La tâche est immense et délicate. Selon la lettre de mission du Lituanien Andrius Kubilius, celui-ci devra négocier avec les États de l’Union européenne (UE) pour construire une industrie européenne de la défense. Et donc en d’autres termes, pousser les capitales européennes à déléguer certaines de leurs compétences traditionnelles.
Si sa nomination est approuvée par le Parlement européen, le Lituanien Andrius Kubilius « travaillera au développement de l’Union européenne de la défense, et au renforcement de nos investissements et de notre capacité industrielle », a expliqué mardi 17 septembre la présidente de la Commission européenne, Ursula von der Leyen.
Une mission gigantesque et floue qui risque de heurter les égos des gouvernements des 27 États de l’Union européenne (UE). L’industrie militaire et les achats du secteur de la défense relèvent en effet traditionnellement de compétences nationales. Et tout coopération à l’échelle européenne reste exceptionnelle.
Andrius Kubilius devra également mener une politique spatiale indépendante, alors même que les intérêts nationaux sont tout aussi forts en ce qui concerne l’espace. L’occasion de compter sur son expérience et ses relations, alors que le Lituanien a négocié tout au long de sa carrière avec nombre de personnalités européennes comme Viktor Orban, le Néerlandais Mark Rutte, qui devrait prendre la tête de l’OTAN, mais aussi avec le très dépensier Premier ministre polonais Donald Tusk.
Comme le précise sa lettre de mission, le commissaire va notamment devoir négocier avec les États membres le Programme européen d’investissement dans le domaine de la défense (EDIP) et superviser sa mise en œuvre, dans le respect des intérêts nationaux des uns et des autres.
La lettre souligne que l’EDIP vise à « accroître l’agrégation de la demande d’équipements de défense », à « travailler à la création d’un marché unique pour les produits et services de défense », à inclure davantage les petites et moyennes entreprises dans les chaînes d’approvisionnement, et à trouver des liquidités pour l’industrie.
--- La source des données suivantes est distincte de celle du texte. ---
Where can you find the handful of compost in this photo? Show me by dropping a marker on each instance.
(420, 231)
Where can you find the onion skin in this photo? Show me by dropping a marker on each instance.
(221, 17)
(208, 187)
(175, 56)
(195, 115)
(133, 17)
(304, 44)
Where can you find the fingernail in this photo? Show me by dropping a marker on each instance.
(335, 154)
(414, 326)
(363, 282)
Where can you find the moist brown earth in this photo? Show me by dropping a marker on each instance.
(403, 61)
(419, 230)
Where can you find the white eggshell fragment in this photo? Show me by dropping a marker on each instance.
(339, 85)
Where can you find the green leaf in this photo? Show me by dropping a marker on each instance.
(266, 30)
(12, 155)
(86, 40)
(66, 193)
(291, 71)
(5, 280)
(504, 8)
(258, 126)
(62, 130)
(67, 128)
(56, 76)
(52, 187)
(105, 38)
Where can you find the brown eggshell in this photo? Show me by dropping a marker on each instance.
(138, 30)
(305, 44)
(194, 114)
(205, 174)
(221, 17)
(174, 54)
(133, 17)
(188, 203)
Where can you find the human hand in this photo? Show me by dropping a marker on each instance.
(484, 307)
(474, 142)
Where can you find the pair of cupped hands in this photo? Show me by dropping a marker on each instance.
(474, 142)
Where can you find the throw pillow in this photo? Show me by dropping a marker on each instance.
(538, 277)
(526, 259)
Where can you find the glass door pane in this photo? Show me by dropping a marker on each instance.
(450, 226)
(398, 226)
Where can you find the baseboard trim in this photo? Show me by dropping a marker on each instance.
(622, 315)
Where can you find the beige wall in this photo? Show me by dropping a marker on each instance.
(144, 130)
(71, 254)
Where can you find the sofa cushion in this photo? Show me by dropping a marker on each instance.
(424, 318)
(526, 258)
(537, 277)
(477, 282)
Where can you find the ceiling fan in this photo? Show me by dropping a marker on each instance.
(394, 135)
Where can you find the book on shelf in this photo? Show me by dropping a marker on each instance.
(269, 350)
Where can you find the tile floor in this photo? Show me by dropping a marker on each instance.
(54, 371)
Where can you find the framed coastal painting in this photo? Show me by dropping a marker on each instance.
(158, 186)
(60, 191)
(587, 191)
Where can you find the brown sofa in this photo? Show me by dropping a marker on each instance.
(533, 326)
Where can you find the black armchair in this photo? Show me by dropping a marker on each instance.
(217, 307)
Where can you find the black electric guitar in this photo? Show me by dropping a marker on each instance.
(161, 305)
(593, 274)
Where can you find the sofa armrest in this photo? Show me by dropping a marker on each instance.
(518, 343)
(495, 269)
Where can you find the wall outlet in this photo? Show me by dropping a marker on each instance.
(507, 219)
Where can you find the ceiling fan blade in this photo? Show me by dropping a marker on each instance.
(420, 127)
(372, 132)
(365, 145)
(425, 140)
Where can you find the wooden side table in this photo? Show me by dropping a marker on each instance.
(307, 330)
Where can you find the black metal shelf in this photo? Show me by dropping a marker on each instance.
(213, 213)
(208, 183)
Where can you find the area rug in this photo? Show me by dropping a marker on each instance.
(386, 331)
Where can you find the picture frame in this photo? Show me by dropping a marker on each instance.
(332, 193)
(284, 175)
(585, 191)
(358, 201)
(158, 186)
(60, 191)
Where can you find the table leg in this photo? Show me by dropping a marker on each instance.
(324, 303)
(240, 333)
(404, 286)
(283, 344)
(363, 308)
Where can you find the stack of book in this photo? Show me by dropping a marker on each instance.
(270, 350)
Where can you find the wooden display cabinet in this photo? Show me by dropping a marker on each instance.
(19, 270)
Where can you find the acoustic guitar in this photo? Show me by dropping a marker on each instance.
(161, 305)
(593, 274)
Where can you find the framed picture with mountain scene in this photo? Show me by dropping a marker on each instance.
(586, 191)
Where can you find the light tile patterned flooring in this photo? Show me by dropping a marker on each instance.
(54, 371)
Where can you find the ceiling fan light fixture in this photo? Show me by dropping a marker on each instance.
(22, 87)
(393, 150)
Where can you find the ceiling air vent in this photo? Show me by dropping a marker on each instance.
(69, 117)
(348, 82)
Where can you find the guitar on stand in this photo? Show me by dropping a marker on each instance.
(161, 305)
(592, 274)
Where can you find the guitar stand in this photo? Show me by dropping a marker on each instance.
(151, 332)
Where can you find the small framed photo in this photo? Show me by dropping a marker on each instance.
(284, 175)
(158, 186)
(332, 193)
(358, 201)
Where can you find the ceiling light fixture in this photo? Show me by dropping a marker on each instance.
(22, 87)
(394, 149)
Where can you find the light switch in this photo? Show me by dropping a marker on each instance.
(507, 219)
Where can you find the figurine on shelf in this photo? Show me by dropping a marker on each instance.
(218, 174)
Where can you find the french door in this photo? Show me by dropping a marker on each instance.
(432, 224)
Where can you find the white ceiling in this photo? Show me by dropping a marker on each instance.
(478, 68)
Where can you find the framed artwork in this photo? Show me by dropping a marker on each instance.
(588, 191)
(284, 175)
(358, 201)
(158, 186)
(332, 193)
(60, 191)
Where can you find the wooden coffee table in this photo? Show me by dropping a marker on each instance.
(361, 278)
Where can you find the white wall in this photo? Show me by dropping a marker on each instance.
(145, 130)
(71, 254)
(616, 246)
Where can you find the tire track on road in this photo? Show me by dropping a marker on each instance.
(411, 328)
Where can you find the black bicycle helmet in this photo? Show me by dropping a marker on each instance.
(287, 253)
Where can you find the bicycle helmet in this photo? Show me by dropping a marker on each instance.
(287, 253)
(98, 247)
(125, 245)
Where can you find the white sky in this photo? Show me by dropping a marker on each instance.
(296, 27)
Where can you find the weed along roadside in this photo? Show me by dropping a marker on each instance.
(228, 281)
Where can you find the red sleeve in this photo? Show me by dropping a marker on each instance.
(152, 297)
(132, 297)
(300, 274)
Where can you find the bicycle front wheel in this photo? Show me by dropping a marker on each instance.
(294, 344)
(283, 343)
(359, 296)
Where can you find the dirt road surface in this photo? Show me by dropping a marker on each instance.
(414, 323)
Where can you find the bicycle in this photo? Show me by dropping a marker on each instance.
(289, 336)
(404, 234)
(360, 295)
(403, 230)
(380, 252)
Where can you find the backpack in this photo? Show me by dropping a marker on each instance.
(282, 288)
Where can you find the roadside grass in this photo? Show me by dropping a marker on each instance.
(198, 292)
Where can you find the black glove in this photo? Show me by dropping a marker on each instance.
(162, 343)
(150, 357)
Andrius Kubilius donnera la priorité à la mise en place d’un bouclier aérien européen et à l’avancement d’un projet commun de cyberdéfense, des objectifs définis par Ursula von der Leyen comme un « intérêt européen commun ».
Des domaines nationaux
Lors de la présentation du portefeuille de la Défense, Ursula von der Leyen s’est efforcée de rassurer les capitales européennes. « Je suis tout à fait consciente que les États membres disposent de compétences […] mais le niveau européen est responsable du marché unique et de l’industrie », a-t-elle déclaré à la presse.
En ce sens, « le renforcement de la base industrielle de la défense sera important », a-t-elle ajouté, faisant allusion au projet EDIP.
L’EDIP et la création d’un poste de commissaire à la Défense ont été mis en place après le déclenchement de guerre de la Russie contre l’Ukraine, un conflit qui a incité les Européens à augmenter leurs dépenses et leurs investissements dans le domaine de la défense.
La Commission a joué un rôle actif en subventionnant des achats conjoints d’armes et en stimulant la production de munitions. Elle vise désormais à mettre les industries européennes sur le pied de guerre, en faisant correspondre les commandes et la demande, en surveillant les chaînes d’approvisionnement et en créant des réserves.
« Nous savons tous, du fait de l’expérience amère de la guerre russe en Ukraine, à quel point les technologies de pointe sont cruciales », a souligné Ursula von der Leyen.
Andrius Kubilius devra rendre compte de son travail à la commissaire désignée pour la Souveraineté et la Sécurité technologiques, la Finlandaise Henna Virkkunen. Il devra également être en contact avec Stéphane Séjourné, commissaire français chargé de la Prospérité et de l’Industrie, et avec Kaja Kallas, la cheffe de la diplomatie de l’UE.